INFO-523-DATA MININIG_Final Project ‘BMW Car Price Analysis & Prediction (Project Proposal)

Proposal

Proposal to analyze, visualize, and predict BMW car prices (2010–2024) to explore the temporal stability of market value as influenced by model, region, engine size, and transmission..
Author
Affiliation

Team Name - Min Set Khant (Solo)

College of Information Science, University of Arizona

import numpy as np
import pandas as pd
import matplotlib.pyplot as plt
import seaborn as sns

Dataset

data = pd.read_csv("data/bmw_worldwide_sales.csv")
data.head(10)
Model Year Region Color Fuel_Type Transmission Engine_Size_L Mileage_KM Price_USD Sales_Volume Sales_Classification
0 5 Series 2016 Asia Red Petrol Manual 3.5 151748 98740 8300 High
1 i8 2013 North America Red Hybrid Automatic 1.6 121671 79219 3428 Low
2 5 Series 2022 North America Blue Petrol Automatic 4.5 10991 113265 6994 Low
3 X3 2024 Middle East Blue Petrol Automatic 1.7 27255 60971 4047 Low
4 7 Series 2020 South America Black Diesel Manual 2.1 122131 49898 3080 Low
5 5 Series 2017 Middle East Silver Diesel Manual 1.9 171362 42926 1232 Low
6 i8 2022 Europe White Diesel Manual 1.8 196741 55064 7949 High
7 M5 2014 Asia Black Diesel Automatic 1.6 121156 102778 632 Low
8 X3 2016 South America White Diesel Automatic 1.7 48073 116482 8944 High
9 i8 2019 Europe White Electric Manual 3.0 35700 96257 4411 Low

Dataset Overview

data.describe()
data.shape
(50000, 11)

This dataset — BMW Worldwide Sales Records (2010–2024) — contains over 50,000 records of BMW’s sales and specifications across multiple regions.
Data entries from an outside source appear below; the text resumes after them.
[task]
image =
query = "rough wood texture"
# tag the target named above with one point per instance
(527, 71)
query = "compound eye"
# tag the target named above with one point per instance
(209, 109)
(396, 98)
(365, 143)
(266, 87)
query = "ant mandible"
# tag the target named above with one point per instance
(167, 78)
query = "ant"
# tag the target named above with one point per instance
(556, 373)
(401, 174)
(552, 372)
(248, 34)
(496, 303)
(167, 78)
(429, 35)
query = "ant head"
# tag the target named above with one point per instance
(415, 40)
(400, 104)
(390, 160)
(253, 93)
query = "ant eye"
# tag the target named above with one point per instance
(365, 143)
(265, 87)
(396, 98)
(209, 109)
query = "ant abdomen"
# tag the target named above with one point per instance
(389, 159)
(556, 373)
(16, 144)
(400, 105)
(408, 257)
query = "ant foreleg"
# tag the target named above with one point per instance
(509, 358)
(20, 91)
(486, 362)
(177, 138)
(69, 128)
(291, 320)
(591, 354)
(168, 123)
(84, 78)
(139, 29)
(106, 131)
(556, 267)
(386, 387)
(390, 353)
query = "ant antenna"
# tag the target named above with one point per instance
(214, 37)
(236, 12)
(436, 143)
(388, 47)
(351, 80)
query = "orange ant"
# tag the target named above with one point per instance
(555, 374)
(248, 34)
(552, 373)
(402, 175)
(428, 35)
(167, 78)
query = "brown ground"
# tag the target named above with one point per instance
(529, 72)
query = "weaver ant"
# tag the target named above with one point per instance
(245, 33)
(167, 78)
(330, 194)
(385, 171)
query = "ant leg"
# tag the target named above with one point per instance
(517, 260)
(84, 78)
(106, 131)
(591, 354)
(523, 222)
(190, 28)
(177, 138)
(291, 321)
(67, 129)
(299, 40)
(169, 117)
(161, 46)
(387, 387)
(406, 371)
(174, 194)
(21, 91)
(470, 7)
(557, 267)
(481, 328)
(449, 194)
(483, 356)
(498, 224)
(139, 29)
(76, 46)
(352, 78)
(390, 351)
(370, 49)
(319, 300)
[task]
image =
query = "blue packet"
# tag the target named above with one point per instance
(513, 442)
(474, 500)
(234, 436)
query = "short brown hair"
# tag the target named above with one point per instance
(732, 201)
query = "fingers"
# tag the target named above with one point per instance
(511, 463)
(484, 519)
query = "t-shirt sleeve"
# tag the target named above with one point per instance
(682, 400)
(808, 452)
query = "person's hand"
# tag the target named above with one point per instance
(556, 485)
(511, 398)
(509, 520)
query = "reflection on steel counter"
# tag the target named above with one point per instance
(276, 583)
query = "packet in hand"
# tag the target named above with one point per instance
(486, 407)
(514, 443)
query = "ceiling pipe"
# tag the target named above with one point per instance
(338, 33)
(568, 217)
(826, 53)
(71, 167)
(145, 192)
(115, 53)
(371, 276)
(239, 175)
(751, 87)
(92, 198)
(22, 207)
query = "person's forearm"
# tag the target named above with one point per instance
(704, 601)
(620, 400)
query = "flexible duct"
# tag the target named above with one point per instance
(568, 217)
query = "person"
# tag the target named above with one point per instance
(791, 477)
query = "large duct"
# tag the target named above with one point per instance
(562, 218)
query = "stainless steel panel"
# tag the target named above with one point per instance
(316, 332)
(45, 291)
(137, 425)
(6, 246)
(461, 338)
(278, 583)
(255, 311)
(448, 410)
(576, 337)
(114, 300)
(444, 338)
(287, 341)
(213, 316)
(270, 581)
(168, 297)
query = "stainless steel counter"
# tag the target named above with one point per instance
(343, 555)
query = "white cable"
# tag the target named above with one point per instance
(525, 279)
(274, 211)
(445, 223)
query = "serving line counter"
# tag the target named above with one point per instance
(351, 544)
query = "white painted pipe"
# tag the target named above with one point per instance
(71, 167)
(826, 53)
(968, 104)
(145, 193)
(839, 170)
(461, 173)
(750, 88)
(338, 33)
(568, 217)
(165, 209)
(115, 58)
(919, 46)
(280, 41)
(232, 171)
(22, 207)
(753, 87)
Key features include: Model, Year, Engine_Size_L, Transmission, Fuel_Type, Color, Region, Price, and Sales_Volume. This dataset was chosen because it provides a diverse range of attributes for exploring market behavior, pricing trends, and customer preferences in the automotive industry.

Questions

  1. What are the key factors influencing BMW used-car prices in the market?
  2. Can machine learning models accurately predict used-car prices?
  3. How stable are these predictions over time?
  4. Using a temporal split, how well can the model predict pricing trends for “next year”?

Analysis Plan

  1. Data Cleaning & Preparation

Handle missing values

Standardize numerical units

Encode categorical variables

Ensure time-related variables are aligned for temporal analysis

  1. Exploratory Data Analysis (EDA)

Price trends by year, region, and model

Correlation analysis between price and vehicle attributes

Identify patterns that may indicate shifting market preferences

  1. Modeling Approach

Apply Machine Learning Models:

Linear Regression

Decision Tree Regression

Random Forest Regression

Evaluate using:

RMSE, MAE, R²

Perform:

Feature importance analysis

Temporal train–test split to simulate predicting next-year price trends

  1. Visualization Dashboard

Build clear, interactive visualizations using matplotlib / seaborn

Include:

Price distribution

Trend lines across years

Model performance summary

Visualization Dashboard:

  • Build clear, interactive plots for trends and insights using matplotlib and seaborn.

Ethical AI Use Disclosure:

  • AI tools (e.g., ChatGPT) were used ethically for code debugging, idea exploration, and documentation enhancement.
  • All datasets are real and sourced from Kaggle.